Como complemento à mostra presencial, este ano apresentamos uma pequena mostra online composta por três obras. Dois episódios da série /lost+found, o primeiro dedicado ao ex-diretor da Cinemateca Portuguesa, José Manuel Costa, e o segundo sobre Raquel Hallak, CEO da Universo Produção e idealizadora da Mostra de Cinema de Ouro Preto. Concebida por Hernani Heffner, apresenta histórias representativas do mundo da preservação audiovisual, tendo como epicentro e ponto de partida os profissionais que tornam possível a redescoberta, reconstituição e restauração do que uma vez foi um determinado conjunto de imagens em movimento.

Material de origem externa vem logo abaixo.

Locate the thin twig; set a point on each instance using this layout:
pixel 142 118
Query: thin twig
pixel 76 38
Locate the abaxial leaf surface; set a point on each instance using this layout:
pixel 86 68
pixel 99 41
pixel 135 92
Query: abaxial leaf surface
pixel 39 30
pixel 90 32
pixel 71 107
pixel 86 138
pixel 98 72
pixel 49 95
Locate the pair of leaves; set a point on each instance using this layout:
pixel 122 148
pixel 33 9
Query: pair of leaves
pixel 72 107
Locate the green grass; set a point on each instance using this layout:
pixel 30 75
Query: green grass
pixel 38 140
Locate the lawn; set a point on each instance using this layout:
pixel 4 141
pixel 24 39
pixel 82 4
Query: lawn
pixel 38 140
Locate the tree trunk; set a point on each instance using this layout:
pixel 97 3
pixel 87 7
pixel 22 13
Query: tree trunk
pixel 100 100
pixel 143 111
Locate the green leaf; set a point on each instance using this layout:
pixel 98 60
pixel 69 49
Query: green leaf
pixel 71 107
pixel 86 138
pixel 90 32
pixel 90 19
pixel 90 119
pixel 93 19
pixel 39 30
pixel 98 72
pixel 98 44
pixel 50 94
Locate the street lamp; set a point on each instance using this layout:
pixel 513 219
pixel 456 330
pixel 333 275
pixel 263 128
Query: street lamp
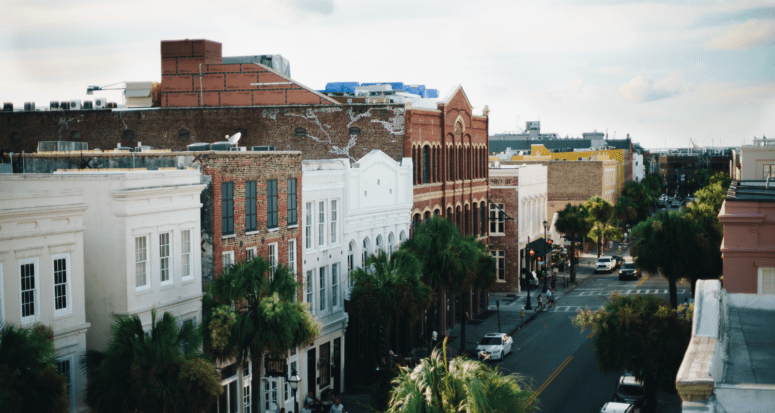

Por último, o curta Os cinemas estão fechando, que faz parte do projeto restauração das obras de Abrão Berman efetivado pelo Museu da Imagem e Som de São Paulo.
José Quental
Vivian Malusá
Curadores
HOMENAGEM A ARQUIVOS
A temática preservação presta homenagem a três instituições brasileiras que celebram suas trajetórias em 2025: a Cinemateca de Curitiba, que completa 50, o Centro Técnico Audiovisual – CTAv, que completa 40 e a Cinemateca Capitólio, que completa 10 anos de atividades. Suas histórias, embora diferentes em muitos aspectos, são marcadas por muito trabalho e luta, mas também muitas conquistas. Em uma realidade como a brasileira, em que as dificuldades enfrentadas para a sobrevivência de instituições de guarda são enormes, acompanhar os frutos destas trajetórias longevas é motivo de grande comemoração. Para esta homenagem, serão exibidos alguns curta-metragens provenientes de seus valiosos acervos, de diferentes épocas.
95 ANOS DA CINÉDIA
Ainda entre as homenagens desta edição, está a Cinédia, icônico estúdio cinematográfico brasileiro, que comemora, em 2025, 95 anos de história. Fundada em 15 de março de 1930 no Rio de Janeiro, por Adhemar Gonzaga, a Cinédia foi pioneira na tentativa de desenvolvimento industrial e na conceitualização de um cinema nacional. A empresa é um caso único na história do cinema brasileiro, por continuar atuando na produção e na restauração de filmes, com Alice Gonzaga, filha do fundador, à frente da preservação do acervo.
CURTAS E LONGAS-METRAGENS RESTAURADOS
As tradicionais sessões de obras restauradas da temática preservação trazem curtas e longas brasileiros que passaram recentemente pelo processo de digitalização ou restauração, selecionados dentre os diversos inscritos.
UM OLHAR PARA A OBRA DE ABIGAIL CHILD
Nesta sessão de curtas-metragens, apresentamos uma seleção de obras de Abigail Child, que exploram a complexidade da experiência humana e refletem sobre questões de identidade, gênero e memória. Cada filme convida o público a uma jornada introspectiva, crítica, potente, destacando a importância da linguagem cinematográfica como meio de expressão e investigação, através do uso de imagens de procedências diversas, registros próprios, materiais de acervos públicos e privados, filmes lançados comercialmente.
FILMES ONLINE
Idealizada pelo professor e pesquisador e gerente da Cinemateca do MAM Rio Hernani Heffner, a série lost+found apresenta histórias representativas do mundo da preservação audiovisual, tendo como epicentro e ponto de partida os profissionais que tornam possível a redescoberta, reconstituição, restauração do que uma vez foi um determinado conjunto de imagens em movimento.